Dari jumlah tersebut, 999.098 merupakan pemilih dari kategori laki-laki. Sedangkan pemilih perempuan ada 1.004.510 orang.

Jumlah tersebut, dijelaskan Khilmi, mengalami peningkatan jika dibandingkan tahun 2019 lalu. Tahun lalu jumlah DPT adalah 1.996.857. ”Untuk tahun ini jumlah DPT ada kenaikan dari yang tahun sebelumnya (2019) ada 1.996.857 . Tahun ini (2020) meningkat jadi 2.003.608,” terang Khilmi.

Meski mengaku belum menentukan berapa jumlah kaum milenial yang masuk DPT tahun ini, KPU Kabupaten Malang berjanji bakal menyelesaikan data tersebut dalam kurun waktu sekitar tiga hari ke depan.

”Saya pribadi sebenarnya juga menginginkan ada kategori usia sampai di atas 60 tahun itu sudah terklasifikasikan. Tujuannya untuk perbandingan. Tapi belum sempat. Ditunggu ya. Mungkin tiga harian lagi ya,” janji Khilmi.

Belum terselesaikannya data DPT milenial yang sering digembar-gemborkan para paslon di Kabupaten Malang itu, menurut Khilmi, lantaran harus ada ketentuan batasan usia untuk menentukan DPT yang berasal dari milenial.

”Nanti fokus di milenial itu batasan usia berapa, maksimal berapa. Maksimal misalkan 35 atau 40. Ini kan juga harus jelas. Tapi kalau bagi saya dan pembacaan saya, usia 35 itu masih masuk mileneal.

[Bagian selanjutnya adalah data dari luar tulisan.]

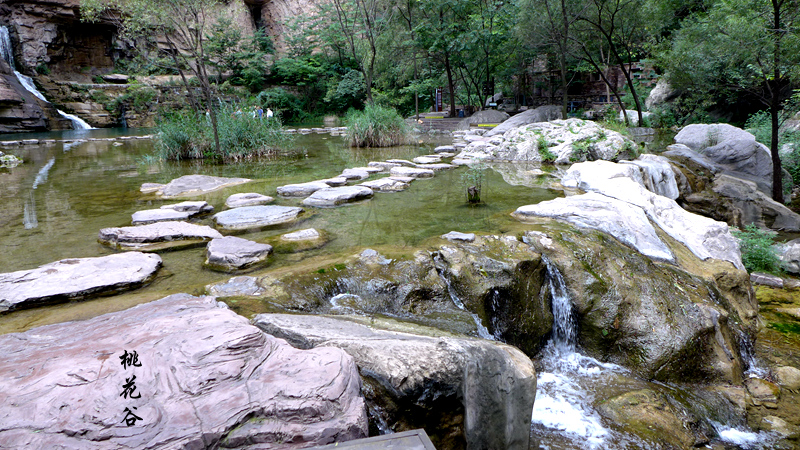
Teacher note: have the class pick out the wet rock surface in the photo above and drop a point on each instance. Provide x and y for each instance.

Tapi kalau pemilih pemula, itu baru yang 17 tahun,” ungkap Khilmi.

Baca Juga : Banyak Keluhan Pendidikan Mahal, Lathifah: Ada yang Salah Strategi Anggarannya

Selain penentuan rentang usia milenial, jumlah DPT yang pada tahun 2020 ini mengalami peningkatan juga menjadi kendala tersendiri bagi KPU untuk merinci jumlah DPT kategori milenial di Kabupaten Malang. "Dengan jumlah pemilih (DPT, red) segitu banyak, memang perlu keahlian khusus untuk mengategorikan,” katanya.

Sebagai acuan, jumlah DPT dari kaum milenial pada tahun 2020 diperkirakan tidak terpaut terlalu jauh dengan  2019. Sebab, penambahan DPT pada tahun 2020 hanya selisih 6.751 dari tahun 2019.

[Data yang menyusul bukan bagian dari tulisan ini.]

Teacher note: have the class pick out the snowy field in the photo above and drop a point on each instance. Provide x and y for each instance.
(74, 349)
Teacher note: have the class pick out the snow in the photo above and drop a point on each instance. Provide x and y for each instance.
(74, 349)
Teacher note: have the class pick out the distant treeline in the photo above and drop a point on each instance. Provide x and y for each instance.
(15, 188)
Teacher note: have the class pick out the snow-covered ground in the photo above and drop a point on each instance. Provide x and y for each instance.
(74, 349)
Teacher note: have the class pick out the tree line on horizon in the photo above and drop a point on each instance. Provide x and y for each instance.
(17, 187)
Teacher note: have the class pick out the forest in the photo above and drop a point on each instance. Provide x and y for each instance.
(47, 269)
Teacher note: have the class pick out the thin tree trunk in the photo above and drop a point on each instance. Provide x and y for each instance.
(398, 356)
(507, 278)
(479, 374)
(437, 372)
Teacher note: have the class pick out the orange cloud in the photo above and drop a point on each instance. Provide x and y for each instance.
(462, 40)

Untuk diketahui, jumlah DPT dari kaum milenial rentang usia kurang dari atau sama dengan 20 tahun, ada 130.389 pemilih. Atau jika dipersentasekan mencapai 6,53 persen dari total DPT tahun 2019.

Sedangkan untuk kaum milenial pada rentang usia 21-30 tahun, pada  2019 tercatat ada 19,37 persen atau setara dengan 386.867 pemilih. ”Jika dijumlahkan, tahun lalu jumlah pemilih dari kategori milenial, yaitu rentang usia mulai 17 hingga 30 tahun ada 25,9 persen atau sebanyak 517.256 orang,” kata Khilmi.

Sekadar informasi, jumlah kaum milenial pada tahun 2019 memang mendominasi DPT di Kabupaten Malang kala itu. Bandingkan saja dengan jumlah pemilih dari rentang usia 31-40 tahun. Saat itu total ada 431.212 pemilih usia 31-40 tahun atau setara dengan 21,59 persen .

Kemudian untuk rentang usia 41-50 tahun, ada 20,11 persen atau setara dengan 401.628. Lanjut, untuk rentang usia 51-60 tahun, data tahun 2019 tercatat ada 336.081 pemilih atau 16,83 persen. Terakhir, untuk kategori usia di atas 60 tahun ada 15,56 persen atau setara dengan 310.680 pemilih.